Das habe ich so nicht gesagt. Das 2 Mütter Szenario könnte genauso problematisch sein. Ich denke nicht, dass dein Vater dich nicht auch positiv beeinflusst hat. Ohne ihn zu kennen war er wohl eher der rationale Typ, vielleicht auch ein Ruhepol. Wenn Du z.B. einen Bruder hast oder hättest, könnte das 2 Mütter Problem auch noch mal weit größer sein. Dann wären da 3 Frauen gewesen und es hätte kein männlicher Gegenpol existiert. Es geht im übrigen nicht nur um Introvertiertheit sondern um viele Dinge. Männer und Frauen sind einfach unterschiedlich, das muss man auch einfach mal anerkennen.

Ich finde es absolut bedenklich, aufgrund von irgendwelchen Vermutungen und "das muss ja schlecht sein"-Gedanken, angeblich "untermauert" durch Studien - wobei es genau so viele Studien gibt, die anderes besagen - ein Verbot zu fordern. Verbieten, vor allem wenn es sich um wichtige persönliche Freiheiten handelt, sollte immer das äußerste Mittel sein und nicht der erste Schritt. Ein Verbot wäre nur dann gerechtfertigt, wenn sich eine signifikante Benachteiligung zweifelsfrei nachweisen ließe. Das ist nicht der Fall, also gibt es überhaupt keine Berechtigung für ein Verbot.

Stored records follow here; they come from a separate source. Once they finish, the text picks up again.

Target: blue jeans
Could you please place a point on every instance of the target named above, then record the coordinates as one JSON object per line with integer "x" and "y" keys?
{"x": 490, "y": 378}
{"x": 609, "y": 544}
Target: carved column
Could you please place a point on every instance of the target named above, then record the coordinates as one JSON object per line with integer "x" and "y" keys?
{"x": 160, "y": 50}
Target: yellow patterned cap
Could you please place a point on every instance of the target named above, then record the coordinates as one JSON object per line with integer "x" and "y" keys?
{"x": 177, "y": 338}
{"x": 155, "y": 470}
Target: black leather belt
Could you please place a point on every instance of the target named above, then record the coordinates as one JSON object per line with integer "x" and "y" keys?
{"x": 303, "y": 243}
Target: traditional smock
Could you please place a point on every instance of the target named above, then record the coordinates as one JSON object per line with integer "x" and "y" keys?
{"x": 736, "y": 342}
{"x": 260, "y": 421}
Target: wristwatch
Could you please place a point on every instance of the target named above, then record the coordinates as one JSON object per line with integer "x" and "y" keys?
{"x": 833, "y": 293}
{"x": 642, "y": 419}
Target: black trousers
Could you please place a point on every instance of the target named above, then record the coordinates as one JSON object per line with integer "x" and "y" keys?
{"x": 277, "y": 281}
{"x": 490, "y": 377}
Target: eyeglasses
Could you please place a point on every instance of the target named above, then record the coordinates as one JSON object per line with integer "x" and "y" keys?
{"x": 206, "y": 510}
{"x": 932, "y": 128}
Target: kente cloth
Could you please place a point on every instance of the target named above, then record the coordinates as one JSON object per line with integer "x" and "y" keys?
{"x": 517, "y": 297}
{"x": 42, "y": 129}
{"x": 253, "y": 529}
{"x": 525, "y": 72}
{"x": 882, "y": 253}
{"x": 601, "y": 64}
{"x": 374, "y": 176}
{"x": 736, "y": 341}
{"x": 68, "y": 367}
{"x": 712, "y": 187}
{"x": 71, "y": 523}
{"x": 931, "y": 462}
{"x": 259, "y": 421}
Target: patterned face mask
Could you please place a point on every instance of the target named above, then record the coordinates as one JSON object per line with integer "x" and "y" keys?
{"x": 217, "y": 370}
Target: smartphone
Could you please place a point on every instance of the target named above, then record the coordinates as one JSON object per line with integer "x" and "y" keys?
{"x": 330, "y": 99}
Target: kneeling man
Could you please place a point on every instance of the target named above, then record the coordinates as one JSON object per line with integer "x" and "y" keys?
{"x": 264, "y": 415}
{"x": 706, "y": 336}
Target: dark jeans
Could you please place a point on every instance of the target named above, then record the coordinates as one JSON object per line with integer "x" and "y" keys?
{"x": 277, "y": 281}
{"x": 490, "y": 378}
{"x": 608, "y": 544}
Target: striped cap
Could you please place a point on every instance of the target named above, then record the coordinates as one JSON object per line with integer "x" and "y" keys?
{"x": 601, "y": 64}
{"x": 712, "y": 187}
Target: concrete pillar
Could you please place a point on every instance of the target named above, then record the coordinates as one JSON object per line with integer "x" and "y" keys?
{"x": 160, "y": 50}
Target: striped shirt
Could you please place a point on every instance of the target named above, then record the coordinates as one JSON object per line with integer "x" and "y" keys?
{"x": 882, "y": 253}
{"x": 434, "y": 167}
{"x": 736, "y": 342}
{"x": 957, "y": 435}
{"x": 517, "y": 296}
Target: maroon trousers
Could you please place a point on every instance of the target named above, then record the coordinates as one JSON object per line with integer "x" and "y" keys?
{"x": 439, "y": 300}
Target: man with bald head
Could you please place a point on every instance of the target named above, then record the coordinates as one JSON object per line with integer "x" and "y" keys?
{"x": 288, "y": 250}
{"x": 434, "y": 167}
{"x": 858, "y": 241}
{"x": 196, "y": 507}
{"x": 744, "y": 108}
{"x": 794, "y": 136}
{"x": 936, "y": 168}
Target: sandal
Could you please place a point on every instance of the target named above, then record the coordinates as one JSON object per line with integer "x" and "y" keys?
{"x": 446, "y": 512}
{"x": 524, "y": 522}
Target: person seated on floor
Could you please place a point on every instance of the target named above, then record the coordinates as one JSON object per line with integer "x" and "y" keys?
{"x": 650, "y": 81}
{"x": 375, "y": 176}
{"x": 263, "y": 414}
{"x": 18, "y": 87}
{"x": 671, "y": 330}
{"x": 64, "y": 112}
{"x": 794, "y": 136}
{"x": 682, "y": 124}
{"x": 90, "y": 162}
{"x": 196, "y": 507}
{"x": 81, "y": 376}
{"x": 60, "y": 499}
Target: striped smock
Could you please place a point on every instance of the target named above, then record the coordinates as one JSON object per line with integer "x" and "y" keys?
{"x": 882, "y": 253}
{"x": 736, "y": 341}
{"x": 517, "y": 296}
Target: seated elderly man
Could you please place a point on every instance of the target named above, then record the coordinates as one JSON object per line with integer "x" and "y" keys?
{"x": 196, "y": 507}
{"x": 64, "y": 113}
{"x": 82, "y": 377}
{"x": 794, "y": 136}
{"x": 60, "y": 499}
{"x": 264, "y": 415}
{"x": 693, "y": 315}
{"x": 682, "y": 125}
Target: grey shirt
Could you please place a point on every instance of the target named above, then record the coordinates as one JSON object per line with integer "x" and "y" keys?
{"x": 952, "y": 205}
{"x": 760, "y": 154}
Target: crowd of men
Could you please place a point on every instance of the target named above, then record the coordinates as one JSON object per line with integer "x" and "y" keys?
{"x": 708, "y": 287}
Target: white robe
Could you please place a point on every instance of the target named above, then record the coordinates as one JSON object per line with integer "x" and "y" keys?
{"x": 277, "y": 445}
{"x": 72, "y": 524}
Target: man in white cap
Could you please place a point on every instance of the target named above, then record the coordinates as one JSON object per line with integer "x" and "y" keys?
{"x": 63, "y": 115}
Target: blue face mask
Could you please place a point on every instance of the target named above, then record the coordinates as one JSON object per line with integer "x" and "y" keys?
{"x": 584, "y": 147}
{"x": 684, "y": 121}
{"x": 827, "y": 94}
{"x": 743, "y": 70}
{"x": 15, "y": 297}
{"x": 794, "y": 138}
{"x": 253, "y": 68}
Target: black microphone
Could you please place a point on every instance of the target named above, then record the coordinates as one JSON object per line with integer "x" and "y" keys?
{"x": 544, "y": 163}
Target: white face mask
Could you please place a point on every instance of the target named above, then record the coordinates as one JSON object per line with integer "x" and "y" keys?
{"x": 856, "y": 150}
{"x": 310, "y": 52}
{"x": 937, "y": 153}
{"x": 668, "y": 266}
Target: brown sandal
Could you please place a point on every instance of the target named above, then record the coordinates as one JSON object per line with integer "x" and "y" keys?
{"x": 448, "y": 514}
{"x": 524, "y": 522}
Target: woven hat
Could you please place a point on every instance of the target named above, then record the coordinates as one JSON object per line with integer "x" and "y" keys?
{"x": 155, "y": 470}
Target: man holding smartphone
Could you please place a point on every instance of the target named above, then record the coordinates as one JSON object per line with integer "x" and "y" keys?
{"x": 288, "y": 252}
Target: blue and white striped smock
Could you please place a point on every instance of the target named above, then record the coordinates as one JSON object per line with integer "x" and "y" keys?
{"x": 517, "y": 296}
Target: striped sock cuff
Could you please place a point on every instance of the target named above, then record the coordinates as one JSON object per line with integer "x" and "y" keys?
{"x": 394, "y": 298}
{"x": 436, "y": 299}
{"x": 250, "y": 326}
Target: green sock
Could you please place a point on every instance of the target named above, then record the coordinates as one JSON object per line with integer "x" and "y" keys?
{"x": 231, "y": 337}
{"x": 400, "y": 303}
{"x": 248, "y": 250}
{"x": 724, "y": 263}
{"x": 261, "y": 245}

Im Gegenteil, aufgrund der weitverbreiteten politischen Einstellung "alle sind gleich" und "alle sollen alles dürfen" werden jegliche Bedenken in den Wind geschlagen, weil es nicht zur politischen Agenda passt. Du sagst es geht um wichtige persönliche Freiheiten und meinst damit die Freiheiten solcher homosexueller Paare. Was ist aber mit dem Anspruch eine Kindes auf Vater und Mutter? Hier werden nur aufgrund einer sozialpolitischen Agenda ernsthafte negative Auswirkungen auf das Kindeswohl in Kauf genommen. Die Entwicklung der Kinder ist zu wichtig als dass man damit experimentieren sollte. Das hat man in der Vergangenheit schon zu oft gemacht.